Серебряное слово. Тарасик | страница 43
На последней скамейке, подобрав под себя ноги, курила женщина-врач, по фамилии Шарапенко. Ее звали Анастасия Федоровна. Она была старожилкой Тувы и хорошо знала Шумбасова. (В Туве все врачи знают друг друга).
Шарапенко возвращалась на место работы — в западные районы — после двухмесячного отпуска.
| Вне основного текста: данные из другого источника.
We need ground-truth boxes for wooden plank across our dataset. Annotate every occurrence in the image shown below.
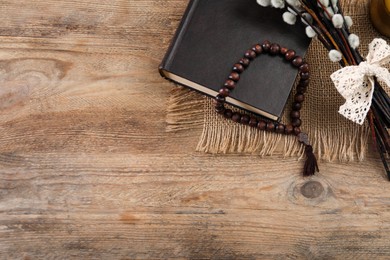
[0,0,390,259]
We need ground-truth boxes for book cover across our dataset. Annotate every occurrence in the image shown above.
[159,0,310,120]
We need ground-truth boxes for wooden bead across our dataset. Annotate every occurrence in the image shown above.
[241,115,250,125]
[223,109,233,119]
[229,72,240,82]
[294,127,301,135]
[299,79,310,87]
[299,62,310,72]
[294,93,305,103]
[290,110,301,118]
[267,122,275,132]
[276,124,285,133]
[284,125,294,135]
[292,102,302,111]
[249,117,257,127]
[232,112,241,123]
[261,40,271,52]
[284,50,296,61]
[219,88,230,97]
[291,118,302,127]
[223,79,236,90]
[280,47,288,56]
[215,95,226,103]
[269,43,280,55]
[296,85,307,94]
[252,44,263,55]
[233,63,245,73]
[257,120,267,130]
[238,58,251,68]
[299,72,310,80]
[292,56,303,68]
[244,50,256,60]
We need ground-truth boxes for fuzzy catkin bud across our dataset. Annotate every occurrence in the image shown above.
[344,16,353,29]
[306,26,317,38]
[320,0,329,7]
[332,14,344,29]
[257,0,271,7]
[325,6,334,20]
[301,13,313,25]
[329,50,343,62]
[286,0,301,7]
[348,33,360,49]
[283,12,297,25]
[271,0,285,9]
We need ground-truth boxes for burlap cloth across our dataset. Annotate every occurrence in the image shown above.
[167,0,388,161]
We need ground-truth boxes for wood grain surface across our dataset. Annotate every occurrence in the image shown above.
[0,0,390,259]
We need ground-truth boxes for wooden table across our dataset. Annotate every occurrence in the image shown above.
[0,0,390,259]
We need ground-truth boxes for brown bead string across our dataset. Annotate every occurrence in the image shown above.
[215,40,318,176]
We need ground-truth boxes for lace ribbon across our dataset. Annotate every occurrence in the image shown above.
[330,38,390,125]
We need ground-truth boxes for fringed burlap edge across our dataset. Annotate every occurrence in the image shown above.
[196,114,369,162]
[166,86,206,132]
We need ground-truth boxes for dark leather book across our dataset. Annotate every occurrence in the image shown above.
[159,0,310,120]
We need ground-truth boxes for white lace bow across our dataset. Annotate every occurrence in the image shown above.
[330,39,390,125]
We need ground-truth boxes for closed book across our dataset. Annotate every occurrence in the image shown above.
[159,0,310,120]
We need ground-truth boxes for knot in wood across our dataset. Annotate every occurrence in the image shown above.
[301,181,325,199]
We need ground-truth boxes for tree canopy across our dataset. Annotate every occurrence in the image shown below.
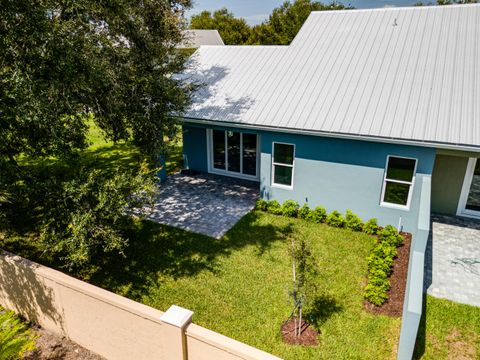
[190,8,251,45]
[0,0,191,266]
[190,0,350,45]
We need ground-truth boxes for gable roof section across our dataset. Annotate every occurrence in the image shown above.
[178,29,225,49]
[182,5,480,149]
Это была немного грузная женщина с темным пушком над верхней губой. Она была интеллигентна и, словно все время вступая в спор со своей интеллигентностью, разговаривала резко и грубовато.
Всю дорогу, особенно когда автобус шел быстро, Шарапенко рассеянно и в то же время внимательно смотрела в окно. При этом она пыталась петь. Голос у нее был низкий, немузыкальный.
мурлыкала Шарапенко.
Леру она называла «девочка». Вот и сейчас сказала:
— Девочка, давай садись рядом. Пока придет паромщик, отлично выспишься…
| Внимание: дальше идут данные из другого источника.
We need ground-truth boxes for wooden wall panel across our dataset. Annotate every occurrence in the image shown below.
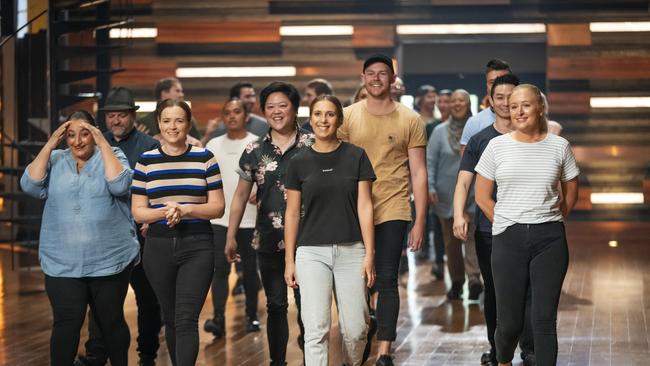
[156,21,281,43]
[546,23,591,46]
[547,55,650,80]
[352,25,395,48]
[112,58,177,90]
— А мне вовсе не хочется спать!
— Ага… Ну раз уж так обстоят твои дела, выражаю тебе глубокое соболезнование. Не спи.
В автобусе сделалось тихо.
Впереди, там, во тьме, билась река. Пахло влажным — кажется, тиной. Ни шороха, ни голоса человека. Безветрие. Безлюдье. Пустая, огромная дорога. Река не отсвечивала во тьме. Не было звезд и не было луны. Ночная вода была похожа на воду под крышкой люка: глухая, черная, без блеска.
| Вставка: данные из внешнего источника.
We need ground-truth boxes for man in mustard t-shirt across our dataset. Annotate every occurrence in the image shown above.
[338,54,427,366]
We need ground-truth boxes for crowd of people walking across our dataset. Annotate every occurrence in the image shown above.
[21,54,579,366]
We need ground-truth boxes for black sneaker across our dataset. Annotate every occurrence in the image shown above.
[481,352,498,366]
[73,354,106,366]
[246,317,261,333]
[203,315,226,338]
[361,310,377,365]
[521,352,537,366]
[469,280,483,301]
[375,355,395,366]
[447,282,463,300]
Лера вышла из автобуса и тихонько позвала: «Вадим!»
Никто ей не ответил.
Она крикнула погромче: «Ва-дим!»
Она сказала: «Вадим» — вправо и влево, в сторону Енисея, и в сторону Москвы, на юг, север, запад и восток…
Вызвездило.
Она металась под звездами вокруг автобуса, от которого не смела отойти. Она кричала:
— Ва-а-адим, Ва-а-дим!..
— Как вам не стыдно, гражданка? Чего вы орете?! Ребенка разбудите! — сказали ей из окошка автобуса.
— Да ведь он мне оставил чемодан!.. Куда же я с чужим чемоданом? — скороговоркой ответила Лера.
— Иди, иди, я посмотрю за чемоданом, — ответил из окна голос Шарапенко. — Дыши. Валяй.
…Вот деревья у края дороги. Тьма. Тишь. Не колышутся на ветру ветки. Ветра нет.
Среди других — мелких — деревьев высится один-единственный кедр. По растрескавшейся коре, похожей на длинную морщинистую шею, течет смола.
Лера подошла к кедру, уперлась лбом в его ствол, зажмурилась. Слово — серебро, молчание — золото. И все-таки Лера сказала не то себе, не то кедру одно короткое слово.
Она бросила свое серебряное слово в тишину, в пахучую путаницу прозрачных кедровых веток. И слово покатилось куда-то в ночь, слившись с шумом Енисея, с памятью Леры о первых горах Саянского хребта, с дальними кызылскими огнями и чувством огромной протяженности мира.